Subject: RE: BS: Poems that speak to you.
While working, often alone and well away from civilisation in some of the more remote parts of Oz, I've often contemplated these two.

Independence
Nancy Cato
I will think of the leech-gatherer on the lonely moor. — Wordsworth

How the red road stretched before us, mile on mile
narrowing into the distance, straight as though ruled
on yellow paper, away to the lilac hills
low on the horizon. Above them the storm-clouds piled
in a sky blue as though bruised, yet all ahead
was glowing in an unearthly wash of light —
dry roly-poly and saltbush lit to beauty,
the sky a menace, but the wide plains bright.

And there in that lonely place an ancient swagman,
traveller, bagman, sundowner, what you will —
his rolled-up blankets slung aslant his shoulders,
billy dangling, his back to the line of hills
and the coming storm; as mysterious in that place
(with his hat set straight and his grey beard blowing)
as a small ship glimpsed a moment far from land.
Where did he come from? Where could he be going?

I shall never know, for we had to race the rain
that turns the black soil plains to a gluey mud
bogging to the axles.
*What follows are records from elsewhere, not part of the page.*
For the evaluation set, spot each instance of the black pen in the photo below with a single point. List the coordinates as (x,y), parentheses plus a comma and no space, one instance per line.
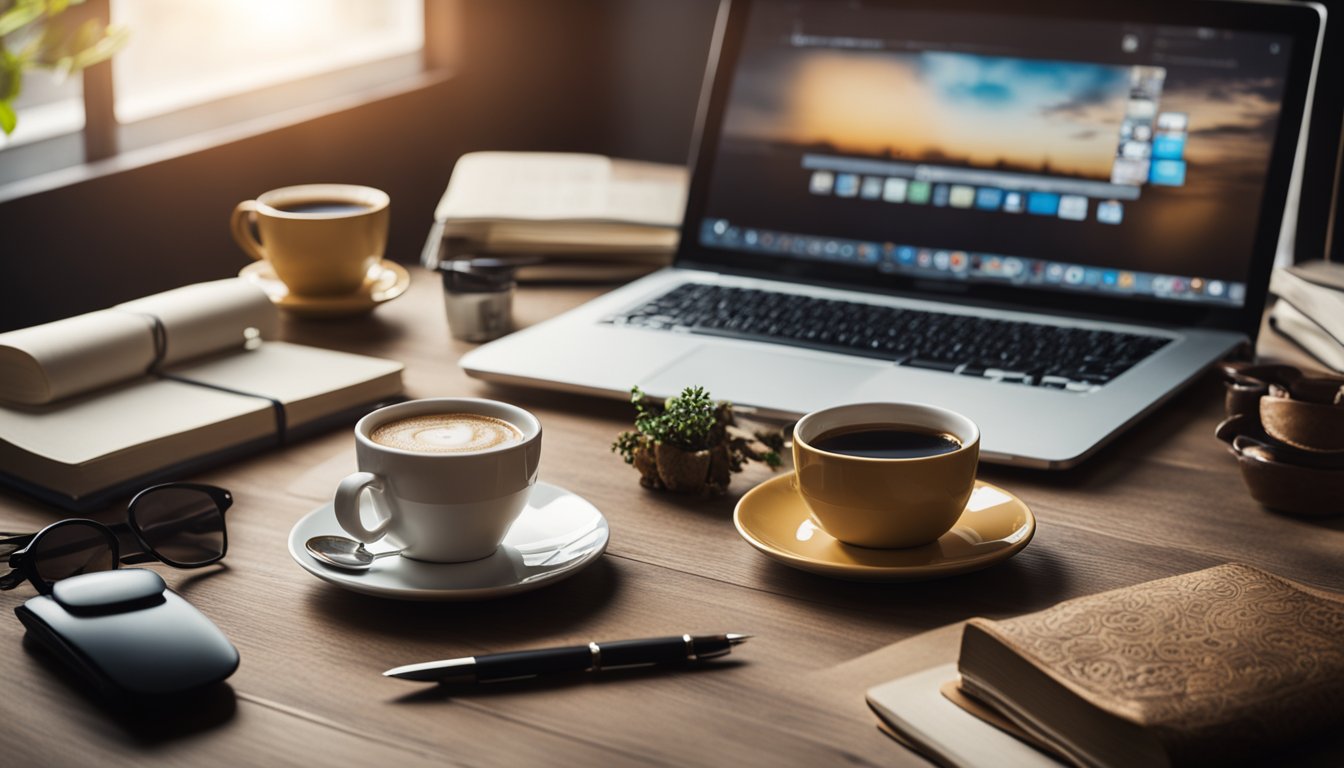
(592,658)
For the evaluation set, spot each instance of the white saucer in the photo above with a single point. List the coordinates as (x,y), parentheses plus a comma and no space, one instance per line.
(555,537)
(386,280)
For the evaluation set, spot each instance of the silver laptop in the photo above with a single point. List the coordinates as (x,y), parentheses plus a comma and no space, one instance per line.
(1048,218)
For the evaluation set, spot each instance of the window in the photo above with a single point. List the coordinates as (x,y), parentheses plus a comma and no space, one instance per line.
(206,65)
(186,54)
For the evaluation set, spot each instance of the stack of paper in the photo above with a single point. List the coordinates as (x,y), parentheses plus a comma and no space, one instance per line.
(1219,666)
(1311,308)
(581,215)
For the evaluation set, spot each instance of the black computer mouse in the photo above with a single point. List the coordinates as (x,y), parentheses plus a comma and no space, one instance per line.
(129,635)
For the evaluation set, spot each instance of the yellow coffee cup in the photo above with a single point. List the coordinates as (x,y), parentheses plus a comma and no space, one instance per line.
(886,474)
(320,240)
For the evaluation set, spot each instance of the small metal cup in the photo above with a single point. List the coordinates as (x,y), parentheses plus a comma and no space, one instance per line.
(479,297)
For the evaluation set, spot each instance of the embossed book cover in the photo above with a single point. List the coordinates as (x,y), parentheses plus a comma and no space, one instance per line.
(1219,666)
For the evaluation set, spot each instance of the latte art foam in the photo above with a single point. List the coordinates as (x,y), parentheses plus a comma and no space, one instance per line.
(446,433)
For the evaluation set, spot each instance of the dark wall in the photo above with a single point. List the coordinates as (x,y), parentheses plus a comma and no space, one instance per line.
(618,77)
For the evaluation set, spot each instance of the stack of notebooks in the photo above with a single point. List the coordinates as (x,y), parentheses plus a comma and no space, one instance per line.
(104,404)
(559,215)
(1311,308)
(1222,666)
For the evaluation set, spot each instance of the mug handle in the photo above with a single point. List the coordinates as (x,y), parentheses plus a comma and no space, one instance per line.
(347,506)
(241,225)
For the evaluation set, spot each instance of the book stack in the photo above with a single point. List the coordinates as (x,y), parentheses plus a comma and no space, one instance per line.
(1221,666)
(104,404)
(1311,308)
(559,215)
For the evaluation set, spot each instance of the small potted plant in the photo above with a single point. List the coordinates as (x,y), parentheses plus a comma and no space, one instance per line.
(691,444)
(34,36)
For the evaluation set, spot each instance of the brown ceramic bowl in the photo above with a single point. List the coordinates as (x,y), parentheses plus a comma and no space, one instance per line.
(1307,425)
(1290,488)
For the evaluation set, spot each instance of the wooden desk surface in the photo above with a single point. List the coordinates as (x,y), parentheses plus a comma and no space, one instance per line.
(1163,499)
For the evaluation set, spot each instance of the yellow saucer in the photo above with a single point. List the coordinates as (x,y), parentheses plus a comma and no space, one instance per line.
(386,281)
(776,521)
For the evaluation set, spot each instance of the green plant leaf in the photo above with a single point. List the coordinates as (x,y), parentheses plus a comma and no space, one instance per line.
(20,15)
(8,117)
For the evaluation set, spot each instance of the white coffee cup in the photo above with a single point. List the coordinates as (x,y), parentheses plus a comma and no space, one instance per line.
(441,507)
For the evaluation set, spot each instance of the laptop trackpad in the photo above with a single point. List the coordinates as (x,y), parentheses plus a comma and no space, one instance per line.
(782,381)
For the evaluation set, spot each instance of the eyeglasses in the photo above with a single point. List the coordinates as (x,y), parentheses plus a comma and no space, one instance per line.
(178,523)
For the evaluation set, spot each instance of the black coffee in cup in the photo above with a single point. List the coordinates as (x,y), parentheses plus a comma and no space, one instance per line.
(886,441)
(342,207)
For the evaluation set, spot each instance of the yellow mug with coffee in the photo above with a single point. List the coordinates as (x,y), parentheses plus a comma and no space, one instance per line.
(886,474)
(320,240)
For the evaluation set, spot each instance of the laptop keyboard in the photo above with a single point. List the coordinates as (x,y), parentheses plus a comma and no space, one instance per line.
(1032,354)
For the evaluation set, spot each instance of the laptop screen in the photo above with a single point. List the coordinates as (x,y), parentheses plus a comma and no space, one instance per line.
(1109,158)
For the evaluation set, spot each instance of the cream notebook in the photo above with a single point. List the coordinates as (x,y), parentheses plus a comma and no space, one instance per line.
(105,402)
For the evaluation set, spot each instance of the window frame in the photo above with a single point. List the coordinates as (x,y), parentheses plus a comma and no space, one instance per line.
(105,145)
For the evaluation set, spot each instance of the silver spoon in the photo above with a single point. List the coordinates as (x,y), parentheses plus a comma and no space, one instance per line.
(344,553)
(350,554)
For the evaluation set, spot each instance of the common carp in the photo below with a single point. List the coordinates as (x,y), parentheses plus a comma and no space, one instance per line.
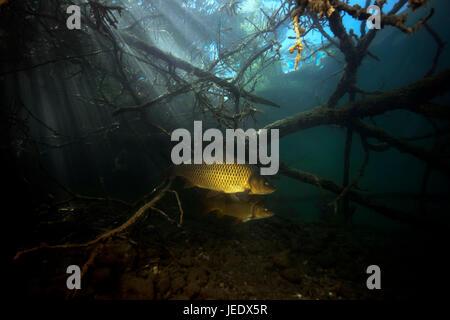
(242,210)
(227,178)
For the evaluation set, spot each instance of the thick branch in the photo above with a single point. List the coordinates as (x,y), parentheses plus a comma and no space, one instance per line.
(413,97)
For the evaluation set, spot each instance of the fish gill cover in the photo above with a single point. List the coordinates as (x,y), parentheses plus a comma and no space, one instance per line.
(92,91)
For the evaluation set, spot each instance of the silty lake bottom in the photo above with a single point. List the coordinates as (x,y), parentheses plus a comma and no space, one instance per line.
(87,117)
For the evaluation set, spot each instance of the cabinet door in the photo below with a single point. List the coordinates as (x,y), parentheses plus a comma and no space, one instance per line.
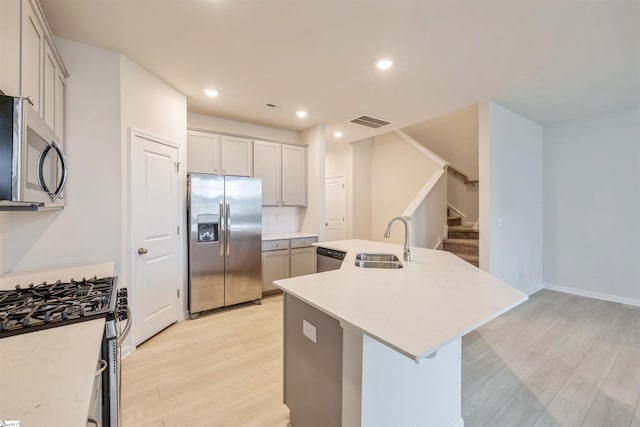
(303,261)
(236,156)
(32,55)
(59,105)
(10,47)
(49,87)
(275,266)
(294,175)
(203,152)
(266,165)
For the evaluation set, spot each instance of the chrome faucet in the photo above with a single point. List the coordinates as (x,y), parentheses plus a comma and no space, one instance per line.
(407,253)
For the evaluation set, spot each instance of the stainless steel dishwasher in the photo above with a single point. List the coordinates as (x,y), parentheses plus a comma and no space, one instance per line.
(328,259)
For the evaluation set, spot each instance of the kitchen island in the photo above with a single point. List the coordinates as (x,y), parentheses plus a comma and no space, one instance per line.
(382,347)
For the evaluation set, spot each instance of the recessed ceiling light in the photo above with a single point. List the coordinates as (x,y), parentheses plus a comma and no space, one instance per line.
(384,64)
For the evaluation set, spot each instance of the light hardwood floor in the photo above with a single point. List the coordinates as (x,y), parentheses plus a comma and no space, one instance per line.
(556,360)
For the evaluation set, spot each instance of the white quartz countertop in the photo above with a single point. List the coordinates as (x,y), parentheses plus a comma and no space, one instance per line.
(47,376)
(436,298)
(281,236)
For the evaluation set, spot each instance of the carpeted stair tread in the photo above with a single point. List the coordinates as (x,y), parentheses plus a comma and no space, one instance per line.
(463,232)
(463,242)
(454,220)
(462,228)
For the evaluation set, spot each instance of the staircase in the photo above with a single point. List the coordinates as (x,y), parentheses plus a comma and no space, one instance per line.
(463,241)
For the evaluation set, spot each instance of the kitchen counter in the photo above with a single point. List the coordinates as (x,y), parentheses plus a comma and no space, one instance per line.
(47,376)
(434,299)
(385,344)
(281,236)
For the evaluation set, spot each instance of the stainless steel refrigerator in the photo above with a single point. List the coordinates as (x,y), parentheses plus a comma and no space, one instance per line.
(225,241)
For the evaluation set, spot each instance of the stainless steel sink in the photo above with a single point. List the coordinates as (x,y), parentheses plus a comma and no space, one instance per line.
(376,257)
(365,260)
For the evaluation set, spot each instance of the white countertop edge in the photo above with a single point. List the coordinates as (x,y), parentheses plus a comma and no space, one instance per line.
(380,247)
(283,236)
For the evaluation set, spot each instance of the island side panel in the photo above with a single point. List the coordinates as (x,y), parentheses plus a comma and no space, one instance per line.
(397,391)
(312,370)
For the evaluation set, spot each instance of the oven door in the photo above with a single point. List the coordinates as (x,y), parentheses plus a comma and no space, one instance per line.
(44,166)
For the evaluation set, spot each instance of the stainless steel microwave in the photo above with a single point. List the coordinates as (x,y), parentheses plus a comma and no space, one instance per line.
(33,169)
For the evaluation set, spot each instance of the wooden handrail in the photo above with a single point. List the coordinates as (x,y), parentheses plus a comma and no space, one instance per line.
(465,177)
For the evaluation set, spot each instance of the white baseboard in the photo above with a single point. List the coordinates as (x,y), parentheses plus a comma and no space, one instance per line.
(532,290)
(591,294)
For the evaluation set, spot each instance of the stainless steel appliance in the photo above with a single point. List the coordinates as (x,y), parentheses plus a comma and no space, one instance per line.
(47,305)
(33,170)
(225,237)
(328,259)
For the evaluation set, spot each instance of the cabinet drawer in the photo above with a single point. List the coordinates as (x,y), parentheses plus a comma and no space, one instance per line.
(274,245)
(303,243)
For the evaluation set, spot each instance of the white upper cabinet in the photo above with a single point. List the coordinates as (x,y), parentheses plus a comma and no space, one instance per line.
(60,96)
(203,152)
(49,89)
(236,156)
(31,66)
(10,47)
(32,56)
(266,165)
(294,175)
(219,154)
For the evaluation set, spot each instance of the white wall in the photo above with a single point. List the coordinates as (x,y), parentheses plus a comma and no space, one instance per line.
(280,219)
(362,152)
(88,229)
(216,124)
(453,137)
(592,205)
(515,199)
(150,105)
(312,217)
(398,173)
(429,219)
(464,197)
(339,162)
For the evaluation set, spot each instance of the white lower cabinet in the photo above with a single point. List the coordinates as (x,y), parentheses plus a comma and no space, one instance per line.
(286,258)
(275,263)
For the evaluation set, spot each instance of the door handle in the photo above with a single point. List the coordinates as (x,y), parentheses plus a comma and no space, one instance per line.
(228,228)
(40,170)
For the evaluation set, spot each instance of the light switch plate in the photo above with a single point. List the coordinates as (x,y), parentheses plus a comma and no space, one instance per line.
(309,331)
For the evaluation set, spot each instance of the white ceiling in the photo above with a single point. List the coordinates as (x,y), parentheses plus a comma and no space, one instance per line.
(548,60)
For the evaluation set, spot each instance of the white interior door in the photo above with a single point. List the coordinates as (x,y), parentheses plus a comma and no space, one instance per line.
(155,246)
(335,209)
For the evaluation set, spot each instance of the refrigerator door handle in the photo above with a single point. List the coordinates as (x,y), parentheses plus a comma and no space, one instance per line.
(228,226)
(221,222)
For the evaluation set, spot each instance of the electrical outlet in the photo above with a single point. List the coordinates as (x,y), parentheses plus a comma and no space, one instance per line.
(309,331)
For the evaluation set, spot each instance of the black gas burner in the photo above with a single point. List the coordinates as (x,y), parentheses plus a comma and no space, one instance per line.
(36,307)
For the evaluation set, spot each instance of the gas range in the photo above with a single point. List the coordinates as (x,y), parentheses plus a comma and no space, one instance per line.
(46,305)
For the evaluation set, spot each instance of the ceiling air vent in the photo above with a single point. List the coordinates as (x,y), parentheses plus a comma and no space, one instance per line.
(369,121)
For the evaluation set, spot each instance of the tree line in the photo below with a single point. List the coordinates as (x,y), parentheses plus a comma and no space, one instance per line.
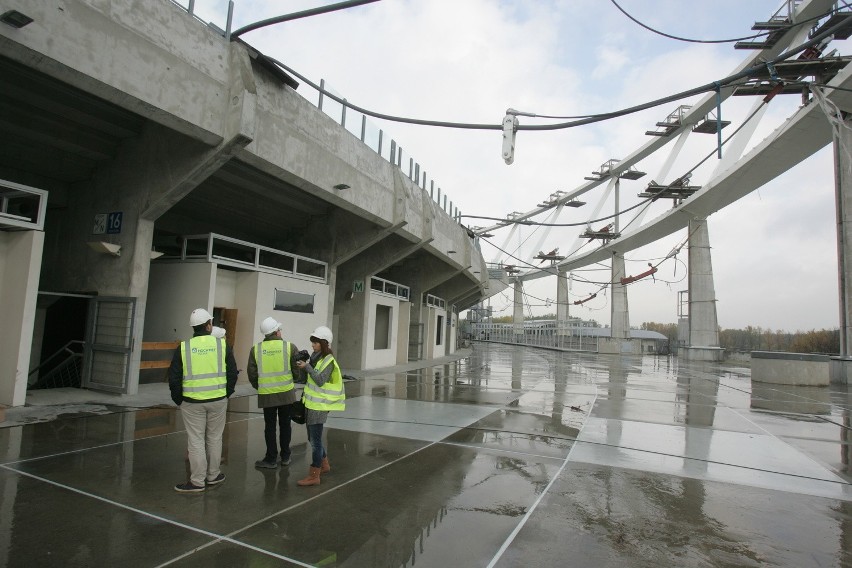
(759,339)
(748,339)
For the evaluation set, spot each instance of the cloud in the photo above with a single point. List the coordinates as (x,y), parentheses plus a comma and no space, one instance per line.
(774,254)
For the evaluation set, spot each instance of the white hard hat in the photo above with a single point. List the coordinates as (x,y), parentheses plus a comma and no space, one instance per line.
(199,316)
(323,332)
(269,325)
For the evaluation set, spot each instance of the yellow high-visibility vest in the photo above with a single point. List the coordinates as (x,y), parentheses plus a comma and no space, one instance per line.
(330,396)
(204,376)
(273,366)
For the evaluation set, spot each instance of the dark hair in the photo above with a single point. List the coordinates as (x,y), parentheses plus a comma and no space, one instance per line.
(325,349)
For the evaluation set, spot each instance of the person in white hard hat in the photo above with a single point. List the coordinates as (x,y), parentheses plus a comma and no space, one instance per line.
(270,370)
(202,376)
(323,394)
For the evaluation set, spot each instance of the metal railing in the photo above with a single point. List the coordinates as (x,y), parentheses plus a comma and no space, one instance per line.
(243,254)
(353,121)
(65,372)
(569,337)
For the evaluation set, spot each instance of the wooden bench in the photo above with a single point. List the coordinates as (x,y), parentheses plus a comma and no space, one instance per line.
(157,355)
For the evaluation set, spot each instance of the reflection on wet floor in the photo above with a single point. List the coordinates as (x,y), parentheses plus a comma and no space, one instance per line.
(511,456)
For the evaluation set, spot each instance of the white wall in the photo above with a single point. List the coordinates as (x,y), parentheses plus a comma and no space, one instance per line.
(254,298)
(376,358)
(174,290)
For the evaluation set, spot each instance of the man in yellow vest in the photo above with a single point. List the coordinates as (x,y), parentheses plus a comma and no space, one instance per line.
(271,366)
(202,376)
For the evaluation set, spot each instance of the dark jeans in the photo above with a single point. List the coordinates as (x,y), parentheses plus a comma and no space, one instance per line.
(317,450)
(281,415)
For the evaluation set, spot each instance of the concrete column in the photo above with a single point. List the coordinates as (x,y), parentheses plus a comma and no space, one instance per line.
(703,327)
(619,316)
(561,308)
(518,313)
(843,198)
(841,367)
(20,267)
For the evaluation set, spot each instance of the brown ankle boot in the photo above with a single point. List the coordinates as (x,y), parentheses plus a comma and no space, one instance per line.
(311,479)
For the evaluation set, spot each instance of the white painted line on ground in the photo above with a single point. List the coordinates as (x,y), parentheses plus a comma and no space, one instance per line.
(156,517)
(530,511)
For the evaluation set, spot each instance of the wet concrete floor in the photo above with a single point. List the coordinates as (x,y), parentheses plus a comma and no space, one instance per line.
(514,456)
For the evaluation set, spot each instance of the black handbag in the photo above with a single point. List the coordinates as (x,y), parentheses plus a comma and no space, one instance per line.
(297,412)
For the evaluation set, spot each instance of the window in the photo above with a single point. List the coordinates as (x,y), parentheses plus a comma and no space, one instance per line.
(383,327)
(293,301)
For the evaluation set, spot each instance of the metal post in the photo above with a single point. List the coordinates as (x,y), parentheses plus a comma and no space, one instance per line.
(230,19)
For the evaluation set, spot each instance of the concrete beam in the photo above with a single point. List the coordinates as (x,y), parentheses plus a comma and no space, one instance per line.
(363,242)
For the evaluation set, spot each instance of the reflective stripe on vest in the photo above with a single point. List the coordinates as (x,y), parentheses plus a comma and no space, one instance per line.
(204,374)
(273,366)
(330,396)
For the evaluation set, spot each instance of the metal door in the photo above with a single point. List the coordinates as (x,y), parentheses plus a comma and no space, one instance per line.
(109,343)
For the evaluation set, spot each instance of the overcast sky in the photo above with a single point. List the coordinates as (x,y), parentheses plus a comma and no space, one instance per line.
(774,251)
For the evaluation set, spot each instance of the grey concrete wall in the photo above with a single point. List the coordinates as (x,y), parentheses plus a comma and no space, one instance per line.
(790,368)
(203,102)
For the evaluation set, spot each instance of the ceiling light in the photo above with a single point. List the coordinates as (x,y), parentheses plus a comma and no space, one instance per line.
(105,248)
(15,19)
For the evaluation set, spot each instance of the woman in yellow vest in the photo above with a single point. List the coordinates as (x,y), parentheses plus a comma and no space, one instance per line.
(323,393)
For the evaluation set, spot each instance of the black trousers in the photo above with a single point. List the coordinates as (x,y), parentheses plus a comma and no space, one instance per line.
(276,420)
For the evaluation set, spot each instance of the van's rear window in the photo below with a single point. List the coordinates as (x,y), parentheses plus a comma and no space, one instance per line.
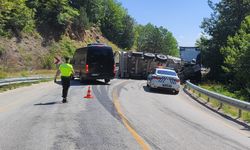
(166,72)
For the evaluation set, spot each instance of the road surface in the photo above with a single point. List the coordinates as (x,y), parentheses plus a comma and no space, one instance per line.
(122,115)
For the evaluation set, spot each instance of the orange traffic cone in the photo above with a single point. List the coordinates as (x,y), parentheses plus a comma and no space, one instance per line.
(88,94)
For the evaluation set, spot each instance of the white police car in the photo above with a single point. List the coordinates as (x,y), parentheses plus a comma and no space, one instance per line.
(164,79)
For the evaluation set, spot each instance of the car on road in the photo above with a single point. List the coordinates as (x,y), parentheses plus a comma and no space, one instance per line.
(161,78)
(96,61)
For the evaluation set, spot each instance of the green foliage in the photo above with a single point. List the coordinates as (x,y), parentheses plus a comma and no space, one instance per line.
(15,17)
(53,17)
(150,38)
(237,54)
(117,25)
(224,21)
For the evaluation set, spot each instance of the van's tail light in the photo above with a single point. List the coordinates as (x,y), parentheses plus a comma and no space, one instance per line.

Only a wave of the hand,
but still the imagination glows, the blood
stirs at the memory of that symbolic stranger
glimpsed in a moment of vision, and swiftly gone:
Man and his independent spirit, alone
on the vast plains, with night and rain coming on.

and

The dead swagman
Nancy Cato

His rusted billy left beside the tree;
under a root, most carefully tucked away,
his steel-rimmed glasses folded in their case
of mildewed purple velvet; there he lies
in the sunny afternoon, and takes his ease,
curled like a possum within the hollow trunk.

He came one winter evening when the tree
hunched its broad back against the rain, and made
his camp, and slept, and did not wake again.
Now white-ants make a home within his skull:
his old friend Fire has walked across the hill
and blackened the old tree and the old man
and buried him half in ashes, where he lay.

It might be called a lonely death. The tree
led its own alien life beneath the sun,
yet both belonged to the Bush, and now are one:
the roots and bones lie close among the soil,
and he ascends in leaves towards the sky.